Przyroda byłą ważna nie tylko w życiu całych społeczności wiejskich, lecz także w życiu jednostek. Widać to bardzo dobrze na przykładzie konfliktu Antka Boryny z ojcem, który nie chciał powierzyć mu pieczy nad jego częścią spadku. Ziemia była bardzo często kartą przetargową w rozwiązywaniu problemów społecznych, służyła za walutę lub za posag, co z kolei można zaobserwować na przykładzie ożenku starego Macieja Boryny z Jagną. To jednak tylko najbardziej wymierne przejawy symbiozy człowieka z naturą. Dużą rolę odgrywał w życiu chłopów po prostu pejzaż – drzewa, pola, łąki i rzeki. Elementy te budowały cały ich świat, całą ich rzeczywistość, wokół której budowali swoje życie i swój światopogląd.
Związek człowieka z przyrodą wybrzmiewa również bardzo mocno w polskiej epopei narodowej, czyli w Panu Tadeuszu Adama Mickiewicza. Przyroda Litwy jest właśnie tym czynnikiem, który skłonił przebywającego od wielu lata na emigracji Mickiewicza do wrócenia we wspomnieniach do kraju dzieciństwa. Był to kraj wiejski, wypełniony dworkami szlacheckimi oraz ludźmi, którzy żyli z naturą w najwyższych szacunku i zgodzie.
Społeczność Soplicowa to ludzie, którzy na stałe wpisani są w pejzaż swojej krainy. Szlachta większość czasu spędza na spacerach w lasach, na polowaniach, grzybobraniach. Okoliczne pola oporządzane przez chłopów stanowią – jak w Chłopach Reymonta – o tym, jak bogaci będą w kolejnym sezonie. Przyroda w Panu Tadeuszu nabiera również rysów narodowych, patriotycznych. Natura utraconej ojczyzny wydaje się we wspomnieniach jeszcze piękniejsza, jeszcze bardziej wartościowa i jeszcze dostojniejsza. To ona decyduje w pierwszej kolejności o tym, że tak bardzo tęskni się za ojczyzną, gdy pozostaje się od niej oddalonym przez dłuższy czas.
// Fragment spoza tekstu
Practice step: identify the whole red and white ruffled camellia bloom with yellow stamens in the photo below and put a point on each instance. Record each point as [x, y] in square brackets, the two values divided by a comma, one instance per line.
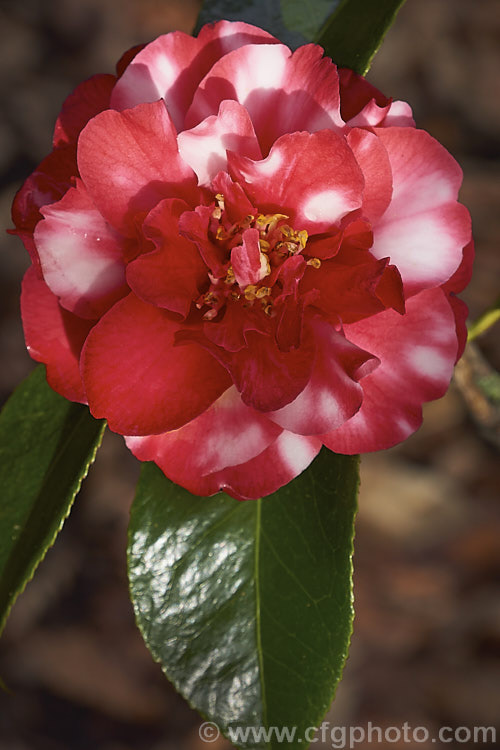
[241, 254]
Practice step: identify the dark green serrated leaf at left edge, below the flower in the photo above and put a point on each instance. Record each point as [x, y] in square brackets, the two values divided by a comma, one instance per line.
[46, 447]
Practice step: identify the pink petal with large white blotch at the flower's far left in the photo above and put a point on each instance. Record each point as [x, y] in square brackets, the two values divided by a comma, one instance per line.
[81, 255]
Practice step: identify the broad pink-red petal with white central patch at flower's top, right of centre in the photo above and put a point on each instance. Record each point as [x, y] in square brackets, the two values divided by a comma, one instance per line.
[283, 92]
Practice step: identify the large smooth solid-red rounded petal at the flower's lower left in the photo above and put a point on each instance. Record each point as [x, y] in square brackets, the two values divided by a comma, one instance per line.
[138, 379]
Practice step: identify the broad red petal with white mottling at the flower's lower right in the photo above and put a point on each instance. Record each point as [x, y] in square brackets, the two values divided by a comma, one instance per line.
[417, 352]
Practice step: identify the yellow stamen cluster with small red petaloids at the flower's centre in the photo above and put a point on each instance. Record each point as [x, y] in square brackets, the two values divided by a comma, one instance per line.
[253, 251]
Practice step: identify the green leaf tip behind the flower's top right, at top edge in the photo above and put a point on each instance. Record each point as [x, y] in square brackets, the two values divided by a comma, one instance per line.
[354, 32]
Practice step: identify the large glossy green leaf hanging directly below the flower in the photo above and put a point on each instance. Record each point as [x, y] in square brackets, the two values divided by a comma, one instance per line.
[248, 605]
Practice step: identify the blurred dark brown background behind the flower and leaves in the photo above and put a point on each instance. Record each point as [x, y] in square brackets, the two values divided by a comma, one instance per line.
[426, 648]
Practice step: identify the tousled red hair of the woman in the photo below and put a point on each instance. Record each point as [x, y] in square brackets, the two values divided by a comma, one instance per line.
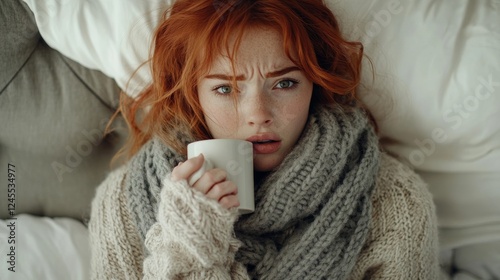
[193, 33]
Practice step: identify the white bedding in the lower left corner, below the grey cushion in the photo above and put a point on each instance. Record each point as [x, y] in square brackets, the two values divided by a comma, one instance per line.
[44, 248]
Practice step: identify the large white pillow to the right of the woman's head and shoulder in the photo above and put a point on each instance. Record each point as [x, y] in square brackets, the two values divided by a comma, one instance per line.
[436, 95]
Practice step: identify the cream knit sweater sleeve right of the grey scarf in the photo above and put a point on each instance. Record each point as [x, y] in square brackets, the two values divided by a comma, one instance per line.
[403, 242]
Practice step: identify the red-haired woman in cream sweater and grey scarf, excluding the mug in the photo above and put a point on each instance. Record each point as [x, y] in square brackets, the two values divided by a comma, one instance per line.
[329, 203]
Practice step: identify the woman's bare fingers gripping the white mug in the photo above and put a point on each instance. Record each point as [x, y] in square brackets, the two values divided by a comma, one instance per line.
[212, 183]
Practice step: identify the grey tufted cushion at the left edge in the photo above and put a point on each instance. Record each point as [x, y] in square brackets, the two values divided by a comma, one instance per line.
[52, 117]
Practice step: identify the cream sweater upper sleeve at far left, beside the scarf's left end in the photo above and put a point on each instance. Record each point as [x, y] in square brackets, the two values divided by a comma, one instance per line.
[116, 249]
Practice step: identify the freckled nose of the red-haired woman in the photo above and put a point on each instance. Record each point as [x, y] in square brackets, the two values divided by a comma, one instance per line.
[257, 110]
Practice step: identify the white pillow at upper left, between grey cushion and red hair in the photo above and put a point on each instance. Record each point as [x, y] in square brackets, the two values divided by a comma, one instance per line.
[112, 36]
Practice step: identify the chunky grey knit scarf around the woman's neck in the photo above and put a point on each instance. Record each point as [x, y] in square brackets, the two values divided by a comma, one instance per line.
[312, 214]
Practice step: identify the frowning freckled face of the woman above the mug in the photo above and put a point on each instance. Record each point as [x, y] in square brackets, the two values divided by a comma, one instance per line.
[273, 98]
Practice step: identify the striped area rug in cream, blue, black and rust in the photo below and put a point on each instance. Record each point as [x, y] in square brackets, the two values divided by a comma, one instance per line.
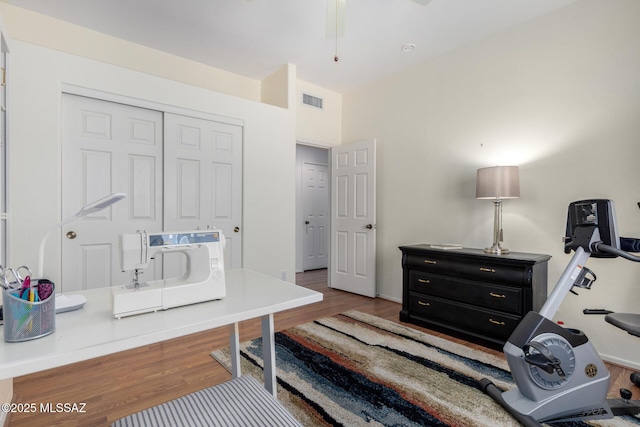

Pan Tadeusz Adama Mickiewicza to zupełnie niezwykłe dzieło, które podkreśla ogromną rolę przyrody nie tylko w życiu bohaterów poematu, lecz także- a być może nawet przede wszystkim – w świadomości jego autora. Świadczy o tym fakt, że dzisiaj niemal każde kilkuletnie dziecko potrafi wyrecytować kilka pierwszych ustępów Pana Tadeusza, a dotyczą one właśnie piękna polskiej przyrody.